Early music performer David Munrow may have played the crumhorn for the first time with Musica Reservata at a concert held at Balliol College in Oxford on 28 November 1965. He later left the group and founded the Early Music Consort of London.

The group became known after a 'début' concert, given in the Queen Elizabeth Hall on the South Bank in London, on 2 July 1967. Six solo singers and twenty-four musicians, conducted by John Beckett, performed music of the Italian Renaissance in the first half, and music of the thirteenth- and fourteenth-century France and early sixteenth-century Spain in the second. From this point onwards, the group was regularly engaged for concerts, LPs were recorded and radio programmes were made for the BBC Third Programme/Radio 3.

As well as performing in England, the group also played in Ireland, France, the Netherlands, Belgium, Germany, Austria, Portugal, and later, when John Beckett left the group and Andrew Parrott took over, in the USSR.

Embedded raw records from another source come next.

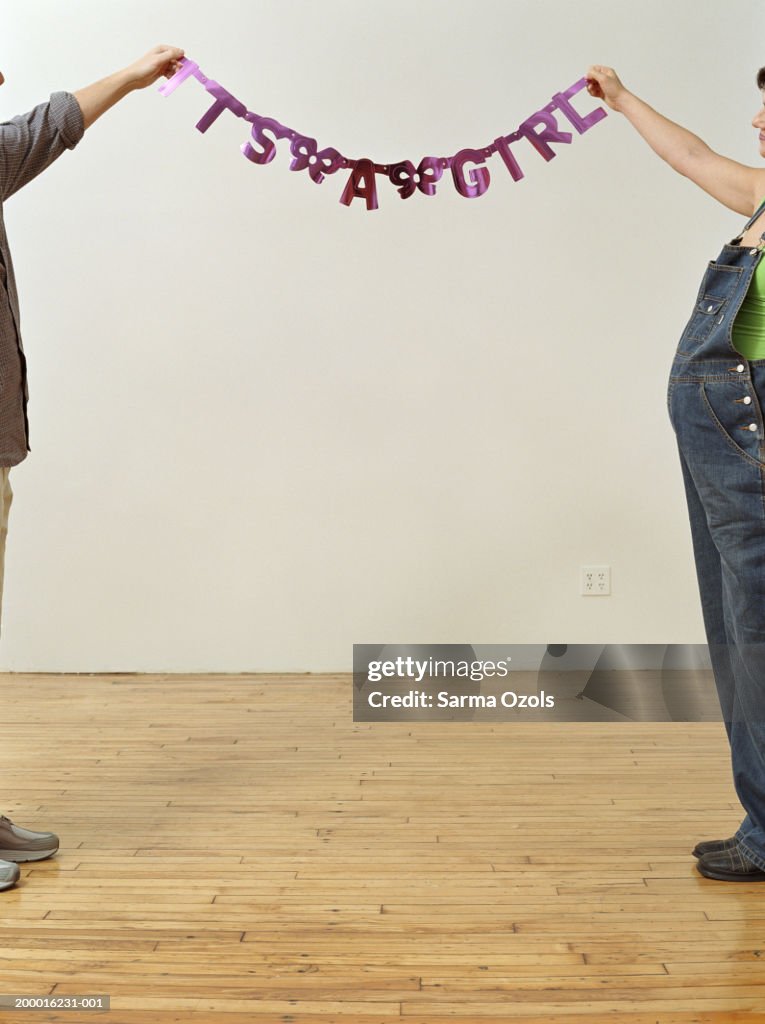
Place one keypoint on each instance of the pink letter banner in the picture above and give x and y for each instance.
(470, 174)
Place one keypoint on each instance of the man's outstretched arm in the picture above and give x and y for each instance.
(97, 98)
(32, 141)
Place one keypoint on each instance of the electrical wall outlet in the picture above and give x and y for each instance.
(595, 581)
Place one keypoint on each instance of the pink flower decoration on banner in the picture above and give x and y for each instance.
(408, 178)
(325, 162)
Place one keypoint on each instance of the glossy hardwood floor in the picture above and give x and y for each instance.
(236, 850)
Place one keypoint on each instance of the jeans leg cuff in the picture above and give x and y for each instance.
(754, 856)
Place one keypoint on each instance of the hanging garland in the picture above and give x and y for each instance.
(471, 181)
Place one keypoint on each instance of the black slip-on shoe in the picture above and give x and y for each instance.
(714, 846)
(729, 865)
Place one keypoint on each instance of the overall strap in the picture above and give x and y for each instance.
(754, 217)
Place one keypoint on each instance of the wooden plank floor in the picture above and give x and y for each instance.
(235, 849)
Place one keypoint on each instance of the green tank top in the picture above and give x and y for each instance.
(749, 326)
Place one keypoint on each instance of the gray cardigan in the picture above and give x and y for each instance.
(29, 143)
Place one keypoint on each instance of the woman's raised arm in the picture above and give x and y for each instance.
(735, 185)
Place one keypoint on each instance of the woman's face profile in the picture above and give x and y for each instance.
(757, 122)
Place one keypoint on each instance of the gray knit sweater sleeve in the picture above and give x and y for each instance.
(30, 142)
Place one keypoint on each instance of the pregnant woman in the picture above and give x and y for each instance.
(716, 399)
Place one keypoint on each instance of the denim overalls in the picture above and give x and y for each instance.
(716, 399)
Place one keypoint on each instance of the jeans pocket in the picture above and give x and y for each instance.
(739, 422)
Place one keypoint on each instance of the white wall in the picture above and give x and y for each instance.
(265, 426)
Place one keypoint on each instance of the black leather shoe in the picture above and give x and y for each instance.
(714, 846)
(729, 865)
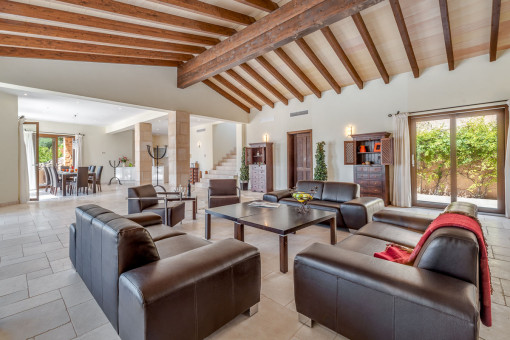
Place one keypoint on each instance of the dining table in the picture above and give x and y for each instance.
(67, 175)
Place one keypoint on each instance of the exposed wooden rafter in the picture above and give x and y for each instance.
(250, 87)
(496, 13)
(402, 28)
(365, 35)
(335, 45)
(61, 55)
(237, 91)
(226, 94)
(445, 19)
(45, 13)
(248, 69)
(288, 23)
(277, 75)
(209, 10)
(318, 64)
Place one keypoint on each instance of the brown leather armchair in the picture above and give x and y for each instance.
(223, 192)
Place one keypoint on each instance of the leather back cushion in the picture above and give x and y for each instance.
(307, 186)
(108, 245)
(451, 251)
(135, 206)
(340, 191)
(219, 187)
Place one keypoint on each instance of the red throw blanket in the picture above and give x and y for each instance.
(404, 255)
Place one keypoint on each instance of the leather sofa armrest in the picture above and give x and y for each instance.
(403, 219)
(275, 196)
(145, 219)
(359, 211)
(192, 294)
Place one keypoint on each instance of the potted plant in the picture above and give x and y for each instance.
(244, 176)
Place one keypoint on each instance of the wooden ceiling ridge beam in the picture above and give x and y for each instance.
(88, 57)
(404, 34)
(445, 20)
(237, 91)
(307, 50)
(70, 46)
(46, 13)
(143, 13)
(209, 10)
(278, 76)
(335, 45)
(75, 34)
(365, 35)
(250, 87)
(248, 69)
(226, 94)
(496, 14)
(292, 21)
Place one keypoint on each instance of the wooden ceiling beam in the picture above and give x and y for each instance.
(263, 5)
(71, 33)
(45, 13)
(238, 92)
(120, 8)
(496, 13)
(274, 72)
(89, 57)
(445, 19)
(250, 87)
(404, 34)
(209, 10)
(226, 94)
(292, 21)
(335, 45)
(69, 46)
(318, 64)
(365, 35)
(299, 73)
(248, 69)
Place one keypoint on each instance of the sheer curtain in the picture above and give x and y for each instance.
(402, 166)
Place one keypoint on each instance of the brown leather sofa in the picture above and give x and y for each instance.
(352, 211)
(223, 192)
(153, 282)
(345, 288)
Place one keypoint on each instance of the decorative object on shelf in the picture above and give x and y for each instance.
(321, 169)
(157, 157)
(244, 175)
(115, 165)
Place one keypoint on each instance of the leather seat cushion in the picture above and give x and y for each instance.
(391, 233)
(176, 245)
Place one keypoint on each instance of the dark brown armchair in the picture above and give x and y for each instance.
(223, 192)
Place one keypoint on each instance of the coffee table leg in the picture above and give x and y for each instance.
(207, 226)
(239, 231)
(284, 254)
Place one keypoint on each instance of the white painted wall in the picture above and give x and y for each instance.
(9, 190)
(474, 80)
(149, 86)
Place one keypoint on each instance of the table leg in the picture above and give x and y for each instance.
(284, 254)
(239, 231)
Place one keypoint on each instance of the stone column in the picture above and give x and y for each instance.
(143, 162)
(178, 149)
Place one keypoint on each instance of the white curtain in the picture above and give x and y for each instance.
(24, 189)
(402, 166)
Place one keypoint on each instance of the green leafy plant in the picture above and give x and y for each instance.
(321, 169)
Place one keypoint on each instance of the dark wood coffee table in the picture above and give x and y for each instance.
(283, 220)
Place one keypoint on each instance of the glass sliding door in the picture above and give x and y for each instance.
(459, 157)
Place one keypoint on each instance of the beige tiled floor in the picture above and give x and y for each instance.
(41, 296)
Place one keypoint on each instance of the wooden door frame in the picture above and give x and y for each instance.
(290, 154)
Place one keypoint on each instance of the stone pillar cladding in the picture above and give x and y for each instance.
(143, 162)
(178, 148)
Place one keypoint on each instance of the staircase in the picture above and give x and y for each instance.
(227, 168)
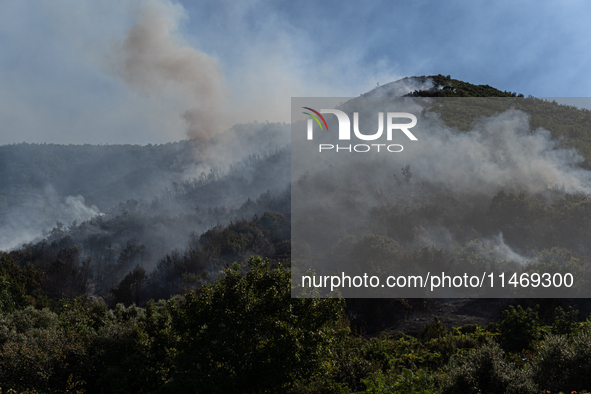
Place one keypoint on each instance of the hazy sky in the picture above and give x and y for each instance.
(67, 75)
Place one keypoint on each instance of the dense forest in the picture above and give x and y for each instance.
(184, 284)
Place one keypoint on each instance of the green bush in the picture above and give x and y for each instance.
(519, 328)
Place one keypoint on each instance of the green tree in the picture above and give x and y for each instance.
(246, 334)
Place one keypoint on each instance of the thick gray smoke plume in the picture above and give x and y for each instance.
(153, 61)
(39, 213)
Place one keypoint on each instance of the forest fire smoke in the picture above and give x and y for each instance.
(153, 61)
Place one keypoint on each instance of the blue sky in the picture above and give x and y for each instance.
(61, 79)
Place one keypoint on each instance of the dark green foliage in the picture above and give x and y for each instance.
(433, 330)
(565, 322)
(487, 371)
(246, 334)
(565, 365)
(519, 328)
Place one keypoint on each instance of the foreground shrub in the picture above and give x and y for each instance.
(563, 365)
(246, 334)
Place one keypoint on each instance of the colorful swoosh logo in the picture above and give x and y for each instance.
(315, 118)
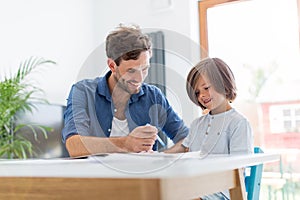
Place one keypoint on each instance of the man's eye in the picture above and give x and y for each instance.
(131, 70)
(146, 68)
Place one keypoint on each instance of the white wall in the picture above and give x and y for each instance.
(72, 33)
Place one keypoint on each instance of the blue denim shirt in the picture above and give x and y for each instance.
(89, 111)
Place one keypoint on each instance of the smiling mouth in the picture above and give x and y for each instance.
(206, 101)
(132, 84)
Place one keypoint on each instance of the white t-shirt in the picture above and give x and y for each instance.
(224, 133)
(119, 128)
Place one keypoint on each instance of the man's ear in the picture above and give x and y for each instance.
(111, 64)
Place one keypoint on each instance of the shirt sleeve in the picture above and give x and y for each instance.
(241, 141)
(76, 119)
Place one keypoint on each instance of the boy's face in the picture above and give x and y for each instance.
(130, 74)
(209, 97)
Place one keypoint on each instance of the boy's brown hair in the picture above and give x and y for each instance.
(218, 73)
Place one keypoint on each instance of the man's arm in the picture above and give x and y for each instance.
(140, 139)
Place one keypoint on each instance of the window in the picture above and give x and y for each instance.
(259, 39)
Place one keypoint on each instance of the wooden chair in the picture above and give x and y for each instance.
(253, 180)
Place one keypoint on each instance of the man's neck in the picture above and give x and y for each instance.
(120, 98)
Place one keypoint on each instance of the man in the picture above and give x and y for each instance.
(119, 112)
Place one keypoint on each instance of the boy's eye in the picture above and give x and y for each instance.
(131, 70)
(206, 88)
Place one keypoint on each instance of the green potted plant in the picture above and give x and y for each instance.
(16, 96)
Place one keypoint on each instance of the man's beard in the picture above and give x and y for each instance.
(122, 83)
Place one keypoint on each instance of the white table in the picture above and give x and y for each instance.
(127, 176)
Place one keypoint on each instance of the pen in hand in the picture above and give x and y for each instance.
(158, 138)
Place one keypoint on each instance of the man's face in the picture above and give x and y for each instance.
(130, 74)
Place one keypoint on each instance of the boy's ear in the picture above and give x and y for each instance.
(111, 64)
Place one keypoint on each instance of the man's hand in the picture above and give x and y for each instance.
(142, 138)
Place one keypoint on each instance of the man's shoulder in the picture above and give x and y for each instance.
(151, 88)
(87, 83)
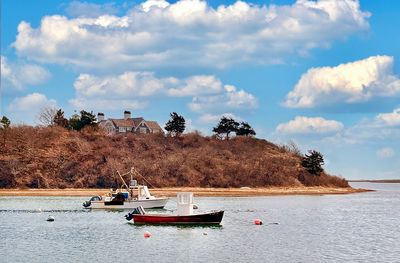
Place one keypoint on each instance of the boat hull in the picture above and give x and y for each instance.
(129, 204)
(213, 218)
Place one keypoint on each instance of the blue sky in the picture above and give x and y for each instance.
(324, 74)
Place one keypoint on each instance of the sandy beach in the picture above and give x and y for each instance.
(271, 191)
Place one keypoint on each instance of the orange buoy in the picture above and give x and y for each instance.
(257, 222)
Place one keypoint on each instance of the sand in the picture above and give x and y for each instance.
(244, 191)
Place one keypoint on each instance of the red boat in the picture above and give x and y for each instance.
(210, 218)
(184, 216)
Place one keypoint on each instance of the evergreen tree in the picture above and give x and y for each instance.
(245, 130)
(176, 125)
(313, 162)
(88, 119)
(60, 120)
(78, 122)
(5, 122)
(225, 127)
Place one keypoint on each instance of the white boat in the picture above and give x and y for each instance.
(127, 197)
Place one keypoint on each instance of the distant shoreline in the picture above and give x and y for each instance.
(228, 192)
(391, 181)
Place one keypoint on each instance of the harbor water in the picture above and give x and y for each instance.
(361, 227)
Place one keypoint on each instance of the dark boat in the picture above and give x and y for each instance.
(184, 216)
(211, 218)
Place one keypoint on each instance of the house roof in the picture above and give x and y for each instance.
(153, 125)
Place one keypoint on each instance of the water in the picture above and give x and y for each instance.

==Discography (arranged in approximate chronological order)==
- 1966: Music of the Early Renaissance: John Dunstable and his Contemporaries, Purcell Consort of Voices and Musica Reservata, conducted by Grayston Burgess; Vox Turnabout.
- 1968: To Entertain a King: Music for Henry VIII and his Court (also Music to Entertain a King and Music to Entertain Henry VIII), Purcell Consort of Voices and Musica Reservata, cond. Grayston Burgess; Argo.
- 1968: French Court Music of the Thirteenth Century, Musica Reservata, cond. John Beckett; Delysé, Everest, L’Oiseau-Lyre, Musical Heritage Society.
- 1968: Music from the time of Christopher Columbus, Musica Reservata, cond. John Beckett; Philips.
- 1968: Metaphysical Tobacco: Songs and Dances by Dowland, East and Holborne, Musica Reservata, cond. John Beckett; Argo.
- 1968: Music from the 100 Years War, Musica Reservata, cond. John Beckett; Philips.
- 1970: Music from the time of Boccaccio’s Decameron, Musica Reservata, cond. John Beckett; Philips.
- 1970: Music from the Court of Burgundy, Musica Reservata, cond. John Beckett; Philips.
- 1971: A Florentine Festival, Musica Reservata, cond. John Beckett; Argo; Decca Serenata (1985); reissued in double-CD collection Early Music Festival, Decca (1998).
- 1972: Sixteenth Century Italian Dance Music, Musica Reservata, cond. John Beckett; Philips.
- 1972: Sixteenth Century French Dance Music, Musica Reservata, cond. John Beckett; Philips.
- 1970, 1979 (?): Musik der Renaissance, various artists including tracks from Music of the Early Renaissance: John Dunstable and his contemporaries, Purcell Consort of Voices and Musica Reservata, conducted by Grayston Burgess (1966); Vox (double LP, Germany).
- 1972: The Instruments of the Middle Ages and Renaissance, Musica Reservata, cond. John Beckett; Vanguard; Vanguard Classics (Omega) (CD, United States).
- 1973, 1987: Muziek voor kerk en kroeg... / Musik für Kirche und Keipe / Musique d’église et de taverne..., Musica Reservata, cond. John Beckett. Compilation of tracks from various Philips discs: Music from the time of Christopher Columbus, Music from the 100 Years War, Music from the time of Boccaccio’s Decameron and Music from the Court of Burgundy; Philips.
- 1976: Josquin des Prés, Musica Reservata, cond. Andrew Parrott; Argo.
- 1978: A Concert of Early Music, Musica Reservata, cond. John Beckett; Vanguard Classics; Vanguard (Omega) Classics (CD, 1998).
- c. 1980: Lieder und Tänze aus dem 13.–16. Jahrhundert, boxed set of five Philips LPs: Musik aus der Zeit Christoph Columbus, Musik aus dem Hundertjährigen Krieg, Musik aus der Zeit von Boccaccios Decamerone, Musik am Hofe von Burgund, Italienische Tanzmusik des 16. Jahrhunderts; Philips (Germany). UK edition named The Sounde of Musicke: Songs and Dances from the 13th to the 16th Centuries.
- 1992: Music from the time of Christopher Columbus, re-issue of 1968 recording; Philips CD.
- 1994: Sixteenth Century Italian and French Dance Music, Musica Reservata conducted by John Beckett. Compilation of tracks from Sixteenth Century Italian Dance Music (1971) and Sixteenth Century French Dance Music (1972); Boston Skyline CD (United States).
- 1998: Early Music Festival / Ein Fest mit Alter Musik / Festival de Musique ancienne, double CD compilation of 1. Ecco la primavera – Florentine Music of the 14th century, The Early Music Consort of London, directed by David Munrow, Argo and 2. A Florentine Festival, Musica Reservata, conducted by John Beckett; Argo; Decca London.